I've actually used this fact in a related way, for wayfinding.
Old school Open-CV was able to see tracks well from an onboard monocular camera, but calibration and scale was annoying. Track width is accurate enough that I was able to use it to input a bunch of head-end video to map the tracks.
It was mostly just a modified edge detect where the tracks approximately would be. Once finding the tracks, you could automatically calculate the camera's height, lateral location, and angle.
My preferred one for EE folks is that reportedly the first Arduino boards (now 20 years old?) had a mistake in their eCAD where the second pair of headers was 0.05 instead of 0.1" apart. But it was too late by the time they caught it. And now, 20 years later, even high end microcontroller boards ship with that same gap to be compatible.
Lookup why torpedo's are almost universally 21" in diameter. The short version: because that was how big they were last time. There is no reason beyond 21" being usrd once upon a time and nobody wanting to break from it and have the old torpedos not work in the new boats.
There are a few standards for rail-line widths. I know the US is on one standard (I think the narrow width lines died out almost 100 years ago at this point). I know that Europe has two, or maybe more.
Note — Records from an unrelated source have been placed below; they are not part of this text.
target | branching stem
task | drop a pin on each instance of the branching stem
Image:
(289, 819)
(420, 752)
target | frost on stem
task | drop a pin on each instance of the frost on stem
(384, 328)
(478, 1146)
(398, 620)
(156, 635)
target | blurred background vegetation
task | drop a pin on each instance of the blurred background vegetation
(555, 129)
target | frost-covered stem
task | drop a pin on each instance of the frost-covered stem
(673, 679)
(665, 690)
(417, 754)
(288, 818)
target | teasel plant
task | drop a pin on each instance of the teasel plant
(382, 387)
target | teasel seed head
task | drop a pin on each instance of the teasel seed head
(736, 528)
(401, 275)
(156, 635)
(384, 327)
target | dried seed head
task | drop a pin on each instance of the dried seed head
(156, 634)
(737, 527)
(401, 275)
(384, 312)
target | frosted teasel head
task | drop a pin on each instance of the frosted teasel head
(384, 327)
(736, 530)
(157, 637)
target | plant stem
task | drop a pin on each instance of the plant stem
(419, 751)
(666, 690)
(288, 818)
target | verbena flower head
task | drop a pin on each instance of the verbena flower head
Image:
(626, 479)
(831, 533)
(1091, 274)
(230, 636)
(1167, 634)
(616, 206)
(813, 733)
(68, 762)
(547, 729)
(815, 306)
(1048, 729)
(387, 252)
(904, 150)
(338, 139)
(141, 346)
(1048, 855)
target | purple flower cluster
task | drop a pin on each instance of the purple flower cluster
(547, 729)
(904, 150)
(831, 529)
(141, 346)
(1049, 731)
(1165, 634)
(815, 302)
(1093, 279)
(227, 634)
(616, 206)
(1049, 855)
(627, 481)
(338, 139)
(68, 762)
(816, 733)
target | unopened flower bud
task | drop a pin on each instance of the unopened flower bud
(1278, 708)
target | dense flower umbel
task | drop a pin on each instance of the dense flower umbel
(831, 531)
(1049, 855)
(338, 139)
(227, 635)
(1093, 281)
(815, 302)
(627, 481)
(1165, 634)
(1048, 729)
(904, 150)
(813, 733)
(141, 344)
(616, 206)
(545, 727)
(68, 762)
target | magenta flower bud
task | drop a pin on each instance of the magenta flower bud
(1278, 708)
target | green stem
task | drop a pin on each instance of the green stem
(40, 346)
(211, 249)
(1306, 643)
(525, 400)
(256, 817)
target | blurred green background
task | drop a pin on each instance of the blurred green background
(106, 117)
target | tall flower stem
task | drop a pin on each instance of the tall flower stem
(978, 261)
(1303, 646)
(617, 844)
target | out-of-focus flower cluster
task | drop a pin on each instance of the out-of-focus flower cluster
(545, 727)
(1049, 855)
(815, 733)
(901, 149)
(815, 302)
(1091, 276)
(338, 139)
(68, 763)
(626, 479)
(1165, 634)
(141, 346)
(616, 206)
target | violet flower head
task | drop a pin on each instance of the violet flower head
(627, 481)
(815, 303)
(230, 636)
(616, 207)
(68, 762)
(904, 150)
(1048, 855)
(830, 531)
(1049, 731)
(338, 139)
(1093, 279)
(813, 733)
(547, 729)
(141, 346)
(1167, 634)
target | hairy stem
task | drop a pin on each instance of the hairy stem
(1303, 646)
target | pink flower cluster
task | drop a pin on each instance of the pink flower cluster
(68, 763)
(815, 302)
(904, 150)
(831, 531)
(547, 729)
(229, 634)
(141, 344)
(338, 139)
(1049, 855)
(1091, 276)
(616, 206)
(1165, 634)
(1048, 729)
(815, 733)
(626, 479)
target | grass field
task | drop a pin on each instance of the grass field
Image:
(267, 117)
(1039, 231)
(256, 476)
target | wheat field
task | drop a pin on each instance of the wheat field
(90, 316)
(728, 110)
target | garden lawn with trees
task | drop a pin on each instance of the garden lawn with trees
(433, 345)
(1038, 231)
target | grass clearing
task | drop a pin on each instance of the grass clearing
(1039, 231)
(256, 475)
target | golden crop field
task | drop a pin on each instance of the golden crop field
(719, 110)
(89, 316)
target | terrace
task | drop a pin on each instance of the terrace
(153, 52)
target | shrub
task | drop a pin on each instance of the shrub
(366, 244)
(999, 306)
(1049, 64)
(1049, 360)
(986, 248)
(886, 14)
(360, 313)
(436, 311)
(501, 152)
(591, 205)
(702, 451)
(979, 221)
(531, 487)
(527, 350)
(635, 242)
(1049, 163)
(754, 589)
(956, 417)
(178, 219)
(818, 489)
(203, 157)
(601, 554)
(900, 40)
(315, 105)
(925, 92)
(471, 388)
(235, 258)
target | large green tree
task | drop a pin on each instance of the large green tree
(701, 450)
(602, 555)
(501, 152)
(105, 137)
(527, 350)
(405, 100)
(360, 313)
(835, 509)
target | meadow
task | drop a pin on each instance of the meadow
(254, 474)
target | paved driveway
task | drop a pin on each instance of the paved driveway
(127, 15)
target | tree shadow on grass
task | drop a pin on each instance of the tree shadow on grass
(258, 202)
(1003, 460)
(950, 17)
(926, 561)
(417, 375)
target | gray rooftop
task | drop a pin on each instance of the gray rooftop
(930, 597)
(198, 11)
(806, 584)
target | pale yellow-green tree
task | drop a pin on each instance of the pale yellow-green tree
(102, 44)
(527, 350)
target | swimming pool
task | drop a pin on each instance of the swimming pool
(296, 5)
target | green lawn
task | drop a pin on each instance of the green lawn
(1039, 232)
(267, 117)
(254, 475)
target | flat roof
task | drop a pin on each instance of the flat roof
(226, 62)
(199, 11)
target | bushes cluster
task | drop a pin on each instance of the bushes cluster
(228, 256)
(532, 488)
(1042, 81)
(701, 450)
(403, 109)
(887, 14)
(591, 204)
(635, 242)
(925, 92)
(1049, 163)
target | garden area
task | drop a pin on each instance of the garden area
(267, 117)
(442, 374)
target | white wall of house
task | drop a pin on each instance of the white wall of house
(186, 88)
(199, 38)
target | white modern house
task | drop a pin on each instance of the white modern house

A popular legend that has circulated since at least 1937[8] traces the origin of the 1,435 mm (4 ft 8+1⁄2 in) gauge even further back than the coalfields of northern England, pointing to the evidence of rutted roads marked by chariot wheels dating from the Roman Empire.[a][9] Snopes categorised this legend as "false", but commented that it "is perhaps more fairly labeled as 'Partly true, but for trivial and unremarkable reasons.'"[10] The historical tendency to place the wheels of horse-drawn vehicles around 5 ft (1,524 mm) apart probably derives from the width needed to fit a carthorse in between the shafts.[10] Research, however, has been undertaken to support the hypothesis that "the origin of the standard gauge of the railway might result from an interval of wheel ruts of prehistoric ancient carriages".[11]